I have always found it odd that the church’s weekly or monthly reenactment of this scene rarely if ever puts the meal in its proper gospel context. The meal is always described to the participants as the very sign of Jesus’s gift of grace, unmerited and unearned, and surely it is that. But Mark makes that reality so vivid as he begins the meal with the announcement of inevitable betrayal, and ends it with the proclamation that we all will lose faith. I cannot speak for you, but such a context would put me off the bread and cup rather than make me anxious to receive them. Is it not important to add these dire warnings to the meal so that we do not become sanguine in our reception of it? Is it any wonder that in harsher days slaveholders were denied communion as long as they held people in bondage, at least in the early days of Methodism? And though I staunchly disagree with the action of certain priests, is it any wonder now that they would withhold the eucharist from certain politicians who uphold the right of a woman to make her own choices about her unborn child? Communion once was, and remains for some, a very serious matter, the inability to partake imperiling one’s immortal soul.

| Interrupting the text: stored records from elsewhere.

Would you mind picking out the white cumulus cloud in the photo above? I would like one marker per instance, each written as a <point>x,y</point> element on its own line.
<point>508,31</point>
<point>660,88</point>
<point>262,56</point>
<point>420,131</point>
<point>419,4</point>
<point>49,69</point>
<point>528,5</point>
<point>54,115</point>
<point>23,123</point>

I am not suggesting that we return to such hazardous times in our ritual practice, but I am saying that we should take the act of communion far more seriously than we do. Perhaps this Maundy Thursday when we partake of the elements, however we do that act, that we remember the words of Jesus before and after the familiar words of institution: you all will fail me; you all will lose faith. It is unfortunately what it means to be a follower of this demanding one; it means to fail. It means to be afraid to follow; it means to deny him in more ways than we can count. It means to claim unbending devotion, and then to fail miserably in that devotion. But still, in just three day’s time, the empty tomb will announce that disciples, even and especially Peter, the chief denier, will witness the power of God in a way unprecedented, and failure and loss of faith will not finally preclude the love of this God for all. Easter is coming! Thanks be to God!